El Ídolo con Pies de Barro
En el altar de las ideas que importamos, ninguna brilla con un fulgor tan sagrado como la Democracia. La recibimos como la promesa que acompañaría la paz, el sistema que nos curaría de viejas heridas y nos pondría, al fin, en el camino correcto. Su nombre es la palabra mágica que todos los bandos invocan: unos para justificar sus actos, otros para denunciar los del contrario. Se nos vendió como un destino, como el puerto seguro tras la tormenta.
Pero rara vez nos detenemos a examinar el material del que está hecho este ídolo. Y si lo hiciéramos, quizá descubriríamos que sus pies son de un barro peligrosamente familiar.
La primera grieta en el coloso es su fundamento. Despojada de todo su ropaje ceremonial, la democracia no se basa en la Verdad o en el Bien, sino en la simple y fría aritmética. Es el imperio del 50+1. Lo que la mayoría decide, se convierte en la norma. Y en esta idea, que parece tan justa, anida el germen de un profundo relativismo: si la verdad puede decidirse por votos, entonces la verdad no existe, solo existen opiniones con más o menos apoyo.
Esto nos ha llevado a la gran disyuntiva de nuestros tiempos: la batalla entre el "qué" y el "cómo". Durante años, vivimos en un laberinto de "cómos": procedimientos, leyes, garantías y equilibrios de poder que, en la práctica, no entregaban el "qué" que la gente anhelaba: seguridad, orden, justicia tangible. El sistema era un motor perfectamente ensamblado que no movía el vehículo a ninguna parte. El ciudadano de a pie no come procedimientos, ni se siente seguro gracias a los contrapesos institucionales.
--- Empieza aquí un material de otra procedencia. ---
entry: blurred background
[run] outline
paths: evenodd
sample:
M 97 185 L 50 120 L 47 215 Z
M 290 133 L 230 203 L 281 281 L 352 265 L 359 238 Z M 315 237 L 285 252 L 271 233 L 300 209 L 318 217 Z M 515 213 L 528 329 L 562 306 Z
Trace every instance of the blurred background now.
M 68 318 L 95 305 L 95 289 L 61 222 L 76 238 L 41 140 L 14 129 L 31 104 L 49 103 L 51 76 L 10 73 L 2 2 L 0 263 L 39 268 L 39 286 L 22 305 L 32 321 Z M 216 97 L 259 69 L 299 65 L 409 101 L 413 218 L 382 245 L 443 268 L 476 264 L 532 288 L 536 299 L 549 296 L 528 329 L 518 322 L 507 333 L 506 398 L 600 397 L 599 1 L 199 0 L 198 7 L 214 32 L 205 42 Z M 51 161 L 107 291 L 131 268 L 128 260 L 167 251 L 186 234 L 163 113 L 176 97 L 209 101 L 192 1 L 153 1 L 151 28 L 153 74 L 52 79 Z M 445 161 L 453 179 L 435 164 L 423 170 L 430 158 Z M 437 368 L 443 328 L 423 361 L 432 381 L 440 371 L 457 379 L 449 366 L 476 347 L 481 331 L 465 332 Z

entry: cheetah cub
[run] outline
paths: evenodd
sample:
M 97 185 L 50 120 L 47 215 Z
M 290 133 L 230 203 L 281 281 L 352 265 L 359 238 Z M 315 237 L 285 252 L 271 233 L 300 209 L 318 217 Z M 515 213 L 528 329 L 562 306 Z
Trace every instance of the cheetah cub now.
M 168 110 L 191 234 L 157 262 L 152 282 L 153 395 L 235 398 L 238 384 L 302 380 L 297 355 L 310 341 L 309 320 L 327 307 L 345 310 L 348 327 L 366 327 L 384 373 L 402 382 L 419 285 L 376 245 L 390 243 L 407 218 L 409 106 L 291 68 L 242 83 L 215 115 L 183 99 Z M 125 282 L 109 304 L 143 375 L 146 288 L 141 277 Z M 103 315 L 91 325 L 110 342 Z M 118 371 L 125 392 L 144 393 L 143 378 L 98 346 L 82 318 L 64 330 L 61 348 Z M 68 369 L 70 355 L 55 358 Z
Ahora, el péndulo se ha ido al otro extremo. Ha surgido un clamor por el "qué", por los resultados, sin importar el "cómo". "Denme seguridad, y quédense con sus formalismos", parece gritar la gente. Y cuando un liderazgo responde a ese grito, sus críticos se escandalizan por los procedimientos rotos, sin entender que para muchos, esos procedimientos ya estaban rotos porque nunca funcionaron. El debate ya no es sobre la moralidad de un acto, sino sobre su popularidad y su eficacia.
Aquí surge la paradoja más peligrosa de la legitimidad democrática. Un poder abrumador, concedido en las urnas, se convierte en un cheque en blanco. La victoria electoral no es solo un mandato para gobernar, sino una aparente absolución moral para cualquier acto futuro. La frase "el pueblo nos eligió" se transforma en un escudo impenetrable contra toda crítica. La voluntad popular, expresada en una elección, se presenta como una fuerza de la naturaleza ante la cual las leyes, las instituciones y las voces disidentes deben inclinarse.
No se trata de anhelar tiranías, sino de preguntarnos con honestidad si el sistema que veneramos no contiene en sí mismo el camino hacia ellas. Si la mediocridad y la corrupción de los gobiernos del pasado nos llevaron al hartazgo, ¿es la solución entregar un poder casi absoluto a cambio de resultados? Cuando una sociedad, cansada del fracaso de muchos, le entrega todo el poder a uno, ¿qué es lo que está sacrificando en el altar de la eficacia?
La pregunta final, la que debe resonar en el eco de nuestros volcanes, no es si existe una alternativa perfecta. La perfección no es de este mundo. La pregunta es: ¿Dónde termina el mandato de la mayoría y comienzan los derechos innegociables de la minoría? Cuando el clamor por el orden se vuelve tan ensordecedor que silencia cualquier otra voz, ¿estamos salvando a la nación o estamos perdiendo su alma?